The main draw of Oxford is of course it’s University, which is one of the oldest Universities in the world. It is made up of thirty eight colleges, each one a separate architectural delight. Gargoyles peer down from cornices. Twirly decorative spires dreamily reach towards the sky. Cobbled roads lead down ancient passageways with tremendously exciting sounding names. And the whole place is liberally sprinkled with tourists, on this day, largely of an American and Japanese origin.

We were especially lucky to have our own personal guide, our host for our stay in Oxford, who attended one of the colleges, and was thus able to give us an excellent walking tour taking in the major sights, including the Bodleian Library, whose collection of books is so vast that a number of its tomes are stored in a nearby disused salt mine.

Our guided tour

Next to the actual Bodleian library main building we also peered at the wonderfully titled Radcliffe Camera, a magnificent circular three story construction from the 17th century. This used to home the science books, but presumably space was at a bit of a premium, so now it is used, rather grandly, as a reading room. I have a theory that had I attended University at Oxford, knowledge would somehow have forced it’s way into my brain, such is the way it seems to gently ooze out of the pores of the buildings here.

So we walked. As I said, Oxford is a wonderfully compact city to meander, or indeed, cycle around. Crossing the river you can see the folks punting on the river (for some reason the Thames is renamed to the Isis for its time in Oxford). We wandered around  the outside areas of a number of colleges, peered at the markings in the road where some martyrs had been burnt, presumably for believing in an unfashionable God, and then took a stroll up to the Pitt Rivers Musuem, which houses a wonderful display of all sorts of oddities.

Radley Camera

We were particularly taken by the shrunken heads and Samurai swords. I learnt that a decent example of such a sword should be able to cut through four men with a single stroke. Ouch.

Finally, after the most wonderful cookies in the Covered Market, we retired to The Turf tavern for a refreshing and reviving ale, before returning to our home for dinner.

Naturally, the evening does not end there. The local hotel has recently changed hands, out of the hands of a close friend, and into the hands of an unknown couple. It seemed, therefore, only right that we go and ensure that the high standards of the bar were still being maintained. It was open mic night, so there was a lively crowd. We didn’t start off by making a great impression I should say, a brand new and free pool table occupied one room, unfortunately one member of our party decided it would be best to make it look a little bit more pub worn, via the means of a spilled drink. This did not go down awfully well. We abandoned attempts at pool, leaving JD scented green baize in our wake.

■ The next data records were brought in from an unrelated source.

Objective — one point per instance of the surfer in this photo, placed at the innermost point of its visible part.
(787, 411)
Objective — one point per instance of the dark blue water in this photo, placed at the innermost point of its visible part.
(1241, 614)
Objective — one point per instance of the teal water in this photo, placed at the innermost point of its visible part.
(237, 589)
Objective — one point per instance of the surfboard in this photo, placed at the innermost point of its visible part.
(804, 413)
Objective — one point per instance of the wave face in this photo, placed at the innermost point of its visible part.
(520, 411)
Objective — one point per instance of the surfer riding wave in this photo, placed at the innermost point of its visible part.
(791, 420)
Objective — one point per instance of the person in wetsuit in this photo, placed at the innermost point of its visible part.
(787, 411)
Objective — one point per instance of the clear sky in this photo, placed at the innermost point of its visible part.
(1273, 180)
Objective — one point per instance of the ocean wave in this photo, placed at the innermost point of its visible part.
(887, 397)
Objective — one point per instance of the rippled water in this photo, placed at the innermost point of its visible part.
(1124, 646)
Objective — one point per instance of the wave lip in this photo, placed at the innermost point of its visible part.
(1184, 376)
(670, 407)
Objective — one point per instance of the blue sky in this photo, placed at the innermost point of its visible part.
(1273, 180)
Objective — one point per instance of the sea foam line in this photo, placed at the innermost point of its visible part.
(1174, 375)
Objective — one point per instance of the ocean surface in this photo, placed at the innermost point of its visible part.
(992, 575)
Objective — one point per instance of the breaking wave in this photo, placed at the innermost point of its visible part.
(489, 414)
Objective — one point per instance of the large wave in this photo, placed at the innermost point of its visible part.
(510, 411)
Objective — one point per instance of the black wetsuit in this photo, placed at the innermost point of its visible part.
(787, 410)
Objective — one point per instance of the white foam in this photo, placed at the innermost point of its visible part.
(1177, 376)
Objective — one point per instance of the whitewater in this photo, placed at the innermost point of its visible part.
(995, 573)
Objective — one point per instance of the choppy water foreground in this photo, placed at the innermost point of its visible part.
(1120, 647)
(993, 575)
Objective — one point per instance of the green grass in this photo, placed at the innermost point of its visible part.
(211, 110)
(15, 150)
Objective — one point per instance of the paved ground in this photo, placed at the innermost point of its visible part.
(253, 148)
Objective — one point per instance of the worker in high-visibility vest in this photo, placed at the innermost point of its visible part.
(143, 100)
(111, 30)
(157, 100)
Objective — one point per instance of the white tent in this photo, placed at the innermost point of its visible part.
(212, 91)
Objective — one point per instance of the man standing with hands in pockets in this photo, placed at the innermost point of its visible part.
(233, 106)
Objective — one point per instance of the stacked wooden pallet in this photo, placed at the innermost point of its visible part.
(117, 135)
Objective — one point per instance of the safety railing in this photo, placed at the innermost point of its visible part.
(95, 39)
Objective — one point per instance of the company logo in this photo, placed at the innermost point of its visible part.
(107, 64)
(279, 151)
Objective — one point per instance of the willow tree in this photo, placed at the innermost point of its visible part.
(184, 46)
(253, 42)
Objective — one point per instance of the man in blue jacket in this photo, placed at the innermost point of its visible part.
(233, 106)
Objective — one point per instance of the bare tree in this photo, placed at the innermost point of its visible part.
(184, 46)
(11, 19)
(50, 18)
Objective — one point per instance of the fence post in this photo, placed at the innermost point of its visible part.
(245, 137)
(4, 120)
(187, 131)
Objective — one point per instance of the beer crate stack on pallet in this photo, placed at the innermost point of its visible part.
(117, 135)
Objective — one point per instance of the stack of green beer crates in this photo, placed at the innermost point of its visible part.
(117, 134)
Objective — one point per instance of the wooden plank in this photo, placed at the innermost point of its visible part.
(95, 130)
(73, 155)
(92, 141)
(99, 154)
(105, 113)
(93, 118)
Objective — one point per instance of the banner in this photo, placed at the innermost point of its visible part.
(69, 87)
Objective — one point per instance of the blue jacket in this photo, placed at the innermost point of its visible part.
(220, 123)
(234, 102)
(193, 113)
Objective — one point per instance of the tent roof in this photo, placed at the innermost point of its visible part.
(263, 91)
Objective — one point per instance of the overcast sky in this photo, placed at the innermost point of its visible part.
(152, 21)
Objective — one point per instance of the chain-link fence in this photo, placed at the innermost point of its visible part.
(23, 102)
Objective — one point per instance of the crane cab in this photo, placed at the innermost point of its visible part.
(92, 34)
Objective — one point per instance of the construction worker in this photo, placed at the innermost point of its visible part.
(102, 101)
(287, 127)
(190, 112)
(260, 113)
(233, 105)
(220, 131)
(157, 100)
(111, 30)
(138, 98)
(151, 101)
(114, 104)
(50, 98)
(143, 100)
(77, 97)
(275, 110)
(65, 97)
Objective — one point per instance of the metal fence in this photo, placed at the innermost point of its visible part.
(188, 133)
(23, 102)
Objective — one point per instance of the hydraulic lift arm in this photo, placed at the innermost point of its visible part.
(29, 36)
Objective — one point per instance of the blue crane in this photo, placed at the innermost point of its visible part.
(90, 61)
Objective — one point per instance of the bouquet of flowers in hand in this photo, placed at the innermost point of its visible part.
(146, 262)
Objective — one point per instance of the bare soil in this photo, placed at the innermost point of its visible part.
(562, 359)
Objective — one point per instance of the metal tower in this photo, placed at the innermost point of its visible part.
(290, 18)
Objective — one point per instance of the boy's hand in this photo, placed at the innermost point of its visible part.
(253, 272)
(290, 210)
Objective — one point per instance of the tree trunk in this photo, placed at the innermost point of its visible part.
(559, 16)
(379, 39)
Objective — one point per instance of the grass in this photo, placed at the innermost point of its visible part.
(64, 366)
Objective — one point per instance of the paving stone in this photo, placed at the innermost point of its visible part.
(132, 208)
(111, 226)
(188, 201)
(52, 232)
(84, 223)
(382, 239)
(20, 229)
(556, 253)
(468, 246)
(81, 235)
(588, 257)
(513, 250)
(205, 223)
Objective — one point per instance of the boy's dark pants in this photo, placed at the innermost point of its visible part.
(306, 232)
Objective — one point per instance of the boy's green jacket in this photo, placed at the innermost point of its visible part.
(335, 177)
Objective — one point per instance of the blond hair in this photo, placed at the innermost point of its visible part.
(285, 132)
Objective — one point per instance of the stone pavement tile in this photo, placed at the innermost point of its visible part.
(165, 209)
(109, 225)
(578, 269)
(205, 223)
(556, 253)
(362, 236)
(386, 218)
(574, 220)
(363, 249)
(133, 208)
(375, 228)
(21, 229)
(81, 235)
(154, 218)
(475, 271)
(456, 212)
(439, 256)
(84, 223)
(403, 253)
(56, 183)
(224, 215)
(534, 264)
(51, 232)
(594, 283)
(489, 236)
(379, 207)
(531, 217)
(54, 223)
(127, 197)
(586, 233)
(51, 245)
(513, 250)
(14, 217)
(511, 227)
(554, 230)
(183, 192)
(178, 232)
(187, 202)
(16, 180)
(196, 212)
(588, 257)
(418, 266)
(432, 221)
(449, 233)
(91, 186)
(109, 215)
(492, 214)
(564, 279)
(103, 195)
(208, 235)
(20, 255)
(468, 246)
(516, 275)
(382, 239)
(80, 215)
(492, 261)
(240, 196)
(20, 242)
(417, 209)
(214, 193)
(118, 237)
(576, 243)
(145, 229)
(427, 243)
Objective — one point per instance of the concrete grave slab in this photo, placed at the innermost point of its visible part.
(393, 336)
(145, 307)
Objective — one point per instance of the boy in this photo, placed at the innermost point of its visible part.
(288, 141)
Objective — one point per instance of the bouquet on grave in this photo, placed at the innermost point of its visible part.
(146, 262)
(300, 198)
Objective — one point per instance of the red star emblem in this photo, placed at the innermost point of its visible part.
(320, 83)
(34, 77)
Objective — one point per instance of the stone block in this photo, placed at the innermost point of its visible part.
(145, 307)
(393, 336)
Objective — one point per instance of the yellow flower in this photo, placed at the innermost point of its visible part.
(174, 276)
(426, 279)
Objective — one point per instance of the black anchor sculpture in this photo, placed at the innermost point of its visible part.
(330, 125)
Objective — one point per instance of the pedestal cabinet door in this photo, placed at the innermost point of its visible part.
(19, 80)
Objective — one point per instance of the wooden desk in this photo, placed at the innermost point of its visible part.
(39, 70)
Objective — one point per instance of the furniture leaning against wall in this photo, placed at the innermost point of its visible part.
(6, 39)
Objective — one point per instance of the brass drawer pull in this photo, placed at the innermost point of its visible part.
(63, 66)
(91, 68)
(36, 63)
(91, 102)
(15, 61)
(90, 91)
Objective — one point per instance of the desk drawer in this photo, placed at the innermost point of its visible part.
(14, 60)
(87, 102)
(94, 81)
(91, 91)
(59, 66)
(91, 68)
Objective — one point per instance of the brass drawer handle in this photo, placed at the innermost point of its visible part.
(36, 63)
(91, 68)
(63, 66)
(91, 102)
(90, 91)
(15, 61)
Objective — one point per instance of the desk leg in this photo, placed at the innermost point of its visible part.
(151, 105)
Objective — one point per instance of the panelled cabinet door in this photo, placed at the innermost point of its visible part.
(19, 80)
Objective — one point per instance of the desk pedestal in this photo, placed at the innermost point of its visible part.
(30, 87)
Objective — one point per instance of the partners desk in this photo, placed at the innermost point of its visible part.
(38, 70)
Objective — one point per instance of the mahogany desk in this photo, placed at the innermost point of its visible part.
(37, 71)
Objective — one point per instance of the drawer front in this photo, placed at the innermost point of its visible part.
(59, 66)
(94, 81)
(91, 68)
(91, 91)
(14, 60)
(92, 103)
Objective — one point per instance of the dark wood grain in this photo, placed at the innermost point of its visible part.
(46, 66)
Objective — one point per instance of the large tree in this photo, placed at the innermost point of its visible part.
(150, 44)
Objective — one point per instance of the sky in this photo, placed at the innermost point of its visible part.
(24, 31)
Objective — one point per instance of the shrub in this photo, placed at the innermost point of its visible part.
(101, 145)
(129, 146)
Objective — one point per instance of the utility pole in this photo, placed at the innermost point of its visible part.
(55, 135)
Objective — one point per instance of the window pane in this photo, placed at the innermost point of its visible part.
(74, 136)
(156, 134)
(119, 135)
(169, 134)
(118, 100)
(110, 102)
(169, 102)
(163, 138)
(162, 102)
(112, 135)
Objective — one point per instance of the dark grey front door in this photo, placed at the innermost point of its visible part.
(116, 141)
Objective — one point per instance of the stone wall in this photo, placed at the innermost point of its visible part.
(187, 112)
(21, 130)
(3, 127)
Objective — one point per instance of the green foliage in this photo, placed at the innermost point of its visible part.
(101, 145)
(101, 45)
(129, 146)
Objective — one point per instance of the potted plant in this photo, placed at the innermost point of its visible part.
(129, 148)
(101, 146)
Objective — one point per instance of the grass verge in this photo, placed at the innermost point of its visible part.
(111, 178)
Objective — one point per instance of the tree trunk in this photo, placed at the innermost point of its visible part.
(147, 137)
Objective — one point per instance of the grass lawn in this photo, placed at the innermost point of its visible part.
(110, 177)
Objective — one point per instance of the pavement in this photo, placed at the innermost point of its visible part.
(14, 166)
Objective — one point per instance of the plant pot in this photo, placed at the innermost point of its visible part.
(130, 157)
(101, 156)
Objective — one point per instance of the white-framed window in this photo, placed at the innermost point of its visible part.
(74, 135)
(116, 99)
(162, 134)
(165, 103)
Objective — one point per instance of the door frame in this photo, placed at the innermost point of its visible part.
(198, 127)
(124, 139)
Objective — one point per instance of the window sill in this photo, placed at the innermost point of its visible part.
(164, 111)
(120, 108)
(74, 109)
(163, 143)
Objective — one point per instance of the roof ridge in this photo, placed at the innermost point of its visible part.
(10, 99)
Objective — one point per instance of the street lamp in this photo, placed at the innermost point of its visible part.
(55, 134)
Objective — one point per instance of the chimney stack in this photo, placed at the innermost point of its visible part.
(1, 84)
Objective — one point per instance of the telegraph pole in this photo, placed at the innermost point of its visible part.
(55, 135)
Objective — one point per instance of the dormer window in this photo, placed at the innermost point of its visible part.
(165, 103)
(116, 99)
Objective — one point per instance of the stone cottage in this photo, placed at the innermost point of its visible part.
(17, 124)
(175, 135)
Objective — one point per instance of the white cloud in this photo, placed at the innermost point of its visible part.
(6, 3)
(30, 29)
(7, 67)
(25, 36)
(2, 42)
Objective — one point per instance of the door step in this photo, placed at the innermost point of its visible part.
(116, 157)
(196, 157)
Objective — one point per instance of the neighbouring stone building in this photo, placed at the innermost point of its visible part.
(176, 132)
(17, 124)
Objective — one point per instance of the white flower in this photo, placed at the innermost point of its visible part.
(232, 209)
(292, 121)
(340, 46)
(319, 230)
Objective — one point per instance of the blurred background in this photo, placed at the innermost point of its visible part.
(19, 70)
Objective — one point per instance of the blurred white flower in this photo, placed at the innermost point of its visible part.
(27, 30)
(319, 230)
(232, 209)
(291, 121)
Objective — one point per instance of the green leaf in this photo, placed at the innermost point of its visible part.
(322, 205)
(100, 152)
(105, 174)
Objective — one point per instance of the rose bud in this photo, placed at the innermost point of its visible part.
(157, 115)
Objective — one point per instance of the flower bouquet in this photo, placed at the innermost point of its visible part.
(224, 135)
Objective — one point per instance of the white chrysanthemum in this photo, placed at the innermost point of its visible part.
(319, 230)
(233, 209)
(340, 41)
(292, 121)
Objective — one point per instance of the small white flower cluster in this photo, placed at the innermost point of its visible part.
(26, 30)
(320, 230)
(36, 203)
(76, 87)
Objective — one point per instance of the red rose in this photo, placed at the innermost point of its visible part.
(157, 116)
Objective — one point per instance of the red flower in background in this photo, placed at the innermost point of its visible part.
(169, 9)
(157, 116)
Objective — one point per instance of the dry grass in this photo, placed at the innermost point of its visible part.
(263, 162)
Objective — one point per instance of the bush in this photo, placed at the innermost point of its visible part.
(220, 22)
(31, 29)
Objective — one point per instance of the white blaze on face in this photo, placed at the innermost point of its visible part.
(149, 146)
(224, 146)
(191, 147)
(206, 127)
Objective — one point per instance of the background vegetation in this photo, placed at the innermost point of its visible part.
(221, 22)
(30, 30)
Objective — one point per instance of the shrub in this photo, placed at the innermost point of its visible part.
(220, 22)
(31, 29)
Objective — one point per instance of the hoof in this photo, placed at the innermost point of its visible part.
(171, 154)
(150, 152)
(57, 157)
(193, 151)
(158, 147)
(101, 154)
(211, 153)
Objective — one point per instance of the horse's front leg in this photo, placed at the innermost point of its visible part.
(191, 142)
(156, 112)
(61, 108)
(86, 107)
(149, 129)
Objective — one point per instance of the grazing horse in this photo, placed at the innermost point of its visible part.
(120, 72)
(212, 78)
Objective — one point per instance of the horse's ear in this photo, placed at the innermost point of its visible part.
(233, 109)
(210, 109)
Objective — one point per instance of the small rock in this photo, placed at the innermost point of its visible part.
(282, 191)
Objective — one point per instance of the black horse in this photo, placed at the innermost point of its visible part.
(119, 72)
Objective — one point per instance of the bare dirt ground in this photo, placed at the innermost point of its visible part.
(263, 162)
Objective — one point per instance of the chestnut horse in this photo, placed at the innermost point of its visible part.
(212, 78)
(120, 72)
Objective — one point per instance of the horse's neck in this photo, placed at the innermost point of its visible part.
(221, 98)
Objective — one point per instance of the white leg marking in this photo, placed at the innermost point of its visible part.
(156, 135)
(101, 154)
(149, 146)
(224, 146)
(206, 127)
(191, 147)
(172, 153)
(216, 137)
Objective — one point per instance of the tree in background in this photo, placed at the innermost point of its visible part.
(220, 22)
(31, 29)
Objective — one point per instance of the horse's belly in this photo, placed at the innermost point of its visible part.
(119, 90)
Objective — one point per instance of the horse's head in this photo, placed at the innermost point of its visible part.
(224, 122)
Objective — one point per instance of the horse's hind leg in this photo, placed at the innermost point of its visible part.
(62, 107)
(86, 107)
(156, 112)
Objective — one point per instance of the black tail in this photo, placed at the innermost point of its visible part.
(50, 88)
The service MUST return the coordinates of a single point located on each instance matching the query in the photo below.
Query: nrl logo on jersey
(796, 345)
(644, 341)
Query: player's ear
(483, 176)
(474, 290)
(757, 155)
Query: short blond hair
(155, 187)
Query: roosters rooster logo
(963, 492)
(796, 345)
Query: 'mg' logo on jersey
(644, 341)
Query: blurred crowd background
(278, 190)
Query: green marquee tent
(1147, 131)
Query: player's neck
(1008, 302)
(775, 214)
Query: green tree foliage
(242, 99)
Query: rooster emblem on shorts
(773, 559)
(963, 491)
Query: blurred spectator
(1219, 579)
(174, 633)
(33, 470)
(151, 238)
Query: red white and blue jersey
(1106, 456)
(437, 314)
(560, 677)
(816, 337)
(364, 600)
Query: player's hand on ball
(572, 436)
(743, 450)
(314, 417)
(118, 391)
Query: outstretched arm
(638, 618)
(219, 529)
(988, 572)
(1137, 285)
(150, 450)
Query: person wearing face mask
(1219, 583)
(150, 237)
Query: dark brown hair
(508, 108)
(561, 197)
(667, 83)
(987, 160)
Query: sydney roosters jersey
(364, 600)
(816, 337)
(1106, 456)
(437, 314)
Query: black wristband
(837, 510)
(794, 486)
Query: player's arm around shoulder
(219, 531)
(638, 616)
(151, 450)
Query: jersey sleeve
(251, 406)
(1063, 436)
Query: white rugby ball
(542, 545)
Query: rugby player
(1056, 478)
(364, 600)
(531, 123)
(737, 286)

Bottle of Grappa. It tasted as bad as it looks

For some reason however, the new owners decided to adopt us, and as the night wore on the and bar emptied out it was decided that some of the bottles of spirits behind the bar needed to be disposed of. First up was a bottle of Grappa, which  appeared to have a dissolving wooden statue of a man inside, as seen in the accompanying photo.

This was a fairly awful drink, with a distinct woody flavour, largely I expect, due to the many thousands of suspended particles of tree held within. After this, it all gets somewhat hazy, with a variety of fairly vile concoctions laid upon us, presumably in an attempt to kill us off after our desecration of the pool table.

Somehow we survived the experience, which was handily free, and staggered home, to collapse as inert heaps in bed. Today has largely been spent in recovery, in anticipation of the big party tomorrow. I can hardly wait.